We have yet to determne just why tidal islands are important but by now it can hardly be seriously contested that tidal islands are ‘positioned’ at significant navigational points around the Channel Islands and in the Western Channel generally. How they were used is not perhaps the largest question because how they can be ‘positioned’ at the necessary junctions is surely the more pressing.
To an extent – though even this is to extend our present understanding of pre-historic capabilities – it is possible to ‘think small’. It is feasible for instance to create a tidal island by cutting out a section of an existing peninsular in order to form a tidal one at the end of the spit of land. Arduous no doubt and requiring of large amounts of labour but not technically so very difficult.
But here, at La Motte, the southernmost point of Jersey, and therefore the southernmost point of the whole of the Channel Islands, we shall have finally to grasp the nettle and accept that the Megalithics lived up to their name and actually ‘built big’. There really seems little doubt that La Motte is a completely artificial island, built specifically because it was – actually to create – the most southerly point of Jersey/ the Channel Islands.

Here is Wiki's description:
The island has a grassy surface and is predominantly clay surrounded by rocks. In recent times efforts have been made to reduce erosion of the island by the construction of walls.

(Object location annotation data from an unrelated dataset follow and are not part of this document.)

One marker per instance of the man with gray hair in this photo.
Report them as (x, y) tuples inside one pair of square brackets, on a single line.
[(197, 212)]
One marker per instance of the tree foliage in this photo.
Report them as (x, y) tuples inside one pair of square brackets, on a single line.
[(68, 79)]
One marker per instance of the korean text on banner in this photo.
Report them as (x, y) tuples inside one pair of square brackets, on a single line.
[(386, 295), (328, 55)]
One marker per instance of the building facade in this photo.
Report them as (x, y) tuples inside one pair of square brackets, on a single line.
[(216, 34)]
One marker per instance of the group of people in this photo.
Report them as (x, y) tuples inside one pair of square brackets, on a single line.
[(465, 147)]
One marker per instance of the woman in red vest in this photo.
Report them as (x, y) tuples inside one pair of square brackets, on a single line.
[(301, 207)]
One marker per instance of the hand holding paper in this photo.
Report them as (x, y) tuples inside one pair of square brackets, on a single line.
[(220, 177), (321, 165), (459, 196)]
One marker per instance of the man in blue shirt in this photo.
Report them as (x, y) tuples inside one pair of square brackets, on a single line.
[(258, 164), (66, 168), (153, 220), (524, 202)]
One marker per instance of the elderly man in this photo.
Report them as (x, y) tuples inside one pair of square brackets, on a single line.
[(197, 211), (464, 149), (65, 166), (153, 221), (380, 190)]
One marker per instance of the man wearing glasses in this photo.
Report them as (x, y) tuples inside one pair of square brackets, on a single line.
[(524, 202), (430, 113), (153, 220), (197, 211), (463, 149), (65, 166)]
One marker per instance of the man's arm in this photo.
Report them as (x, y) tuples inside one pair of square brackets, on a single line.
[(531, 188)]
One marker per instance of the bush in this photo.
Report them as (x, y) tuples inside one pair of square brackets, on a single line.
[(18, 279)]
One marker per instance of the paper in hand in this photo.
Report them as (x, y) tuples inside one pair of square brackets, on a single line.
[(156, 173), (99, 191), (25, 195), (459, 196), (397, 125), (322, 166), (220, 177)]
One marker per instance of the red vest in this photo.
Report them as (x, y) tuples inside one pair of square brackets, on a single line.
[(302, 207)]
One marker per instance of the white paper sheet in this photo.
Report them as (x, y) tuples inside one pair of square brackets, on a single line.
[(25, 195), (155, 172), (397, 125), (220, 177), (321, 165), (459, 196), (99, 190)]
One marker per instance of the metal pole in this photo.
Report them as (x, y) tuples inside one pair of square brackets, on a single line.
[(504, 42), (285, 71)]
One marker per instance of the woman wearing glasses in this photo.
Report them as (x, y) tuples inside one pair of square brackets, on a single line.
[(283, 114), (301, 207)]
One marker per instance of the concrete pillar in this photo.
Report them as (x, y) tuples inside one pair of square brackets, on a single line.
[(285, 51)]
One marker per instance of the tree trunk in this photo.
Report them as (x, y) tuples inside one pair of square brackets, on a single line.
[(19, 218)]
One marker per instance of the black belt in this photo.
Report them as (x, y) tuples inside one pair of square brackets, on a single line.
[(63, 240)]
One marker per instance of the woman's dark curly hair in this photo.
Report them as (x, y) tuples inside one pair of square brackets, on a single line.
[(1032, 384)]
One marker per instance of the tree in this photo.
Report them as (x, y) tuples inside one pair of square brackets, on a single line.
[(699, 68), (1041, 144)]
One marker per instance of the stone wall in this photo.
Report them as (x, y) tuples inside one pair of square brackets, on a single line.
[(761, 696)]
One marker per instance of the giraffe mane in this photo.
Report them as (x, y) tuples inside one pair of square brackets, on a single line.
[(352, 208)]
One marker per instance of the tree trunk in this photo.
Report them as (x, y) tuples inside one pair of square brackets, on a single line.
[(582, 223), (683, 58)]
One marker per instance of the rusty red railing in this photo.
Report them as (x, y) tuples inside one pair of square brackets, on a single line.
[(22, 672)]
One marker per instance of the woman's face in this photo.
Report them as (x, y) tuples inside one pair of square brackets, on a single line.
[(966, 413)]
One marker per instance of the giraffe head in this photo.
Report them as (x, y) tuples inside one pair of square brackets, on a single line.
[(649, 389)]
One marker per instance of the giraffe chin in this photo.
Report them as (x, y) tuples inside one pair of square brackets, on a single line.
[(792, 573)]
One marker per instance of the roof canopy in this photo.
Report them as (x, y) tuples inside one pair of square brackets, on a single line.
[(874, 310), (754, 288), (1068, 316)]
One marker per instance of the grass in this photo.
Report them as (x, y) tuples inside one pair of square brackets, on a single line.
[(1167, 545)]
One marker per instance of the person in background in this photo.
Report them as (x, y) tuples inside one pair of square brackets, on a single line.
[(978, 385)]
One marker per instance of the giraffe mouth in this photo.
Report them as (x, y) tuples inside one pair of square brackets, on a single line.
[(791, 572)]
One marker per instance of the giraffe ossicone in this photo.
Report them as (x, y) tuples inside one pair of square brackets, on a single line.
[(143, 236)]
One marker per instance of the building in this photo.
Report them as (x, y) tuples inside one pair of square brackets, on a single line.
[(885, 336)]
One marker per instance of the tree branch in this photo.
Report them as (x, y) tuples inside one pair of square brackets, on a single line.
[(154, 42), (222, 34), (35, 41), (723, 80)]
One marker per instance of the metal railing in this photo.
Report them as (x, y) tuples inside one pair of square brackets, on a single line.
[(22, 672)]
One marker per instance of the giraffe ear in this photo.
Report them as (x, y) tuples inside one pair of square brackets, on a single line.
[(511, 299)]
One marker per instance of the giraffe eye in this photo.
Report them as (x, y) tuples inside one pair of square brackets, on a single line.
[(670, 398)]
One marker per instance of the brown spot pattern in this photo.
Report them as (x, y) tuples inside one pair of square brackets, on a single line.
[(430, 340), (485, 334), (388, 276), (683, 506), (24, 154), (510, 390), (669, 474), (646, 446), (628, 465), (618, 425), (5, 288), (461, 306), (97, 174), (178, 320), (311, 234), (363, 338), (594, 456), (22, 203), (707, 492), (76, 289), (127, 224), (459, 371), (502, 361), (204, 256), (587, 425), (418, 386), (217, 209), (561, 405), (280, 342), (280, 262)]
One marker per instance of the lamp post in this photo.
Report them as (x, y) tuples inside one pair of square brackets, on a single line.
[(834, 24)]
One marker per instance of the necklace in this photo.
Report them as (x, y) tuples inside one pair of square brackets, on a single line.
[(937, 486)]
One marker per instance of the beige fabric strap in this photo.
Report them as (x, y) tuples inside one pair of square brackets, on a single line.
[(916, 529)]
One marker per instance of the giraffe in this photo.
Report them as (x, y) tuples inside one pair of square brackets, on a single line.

This appears to signal that the island was built by carrying large rocks out at low tide, covering the whole with sand and mud and then relying on (marron?) grass to bind the whole thing together. The fact that it requires State intervention now to keep it in being would appear to indicate that La Motte is of less than geological stature.
However, if there is any doubt, the term ‘motte’ actually means an artificial mound, as in the well-known phrase motte-and-bailey castle where the motte is the mound on which the castle is built. Motte is a Norman-French term so it would seem the locals were rather well versed in the technique. (Bailey is also Norman-French as in the Bailiwick of Jersey.)
But of course it is open to anyone to prefer to believe that it was nature that provided this tidal island at the very southernmost point of the Channel Islands and that the locals decided on a whim to claim that a very ordinary offshore island was in fact man-made.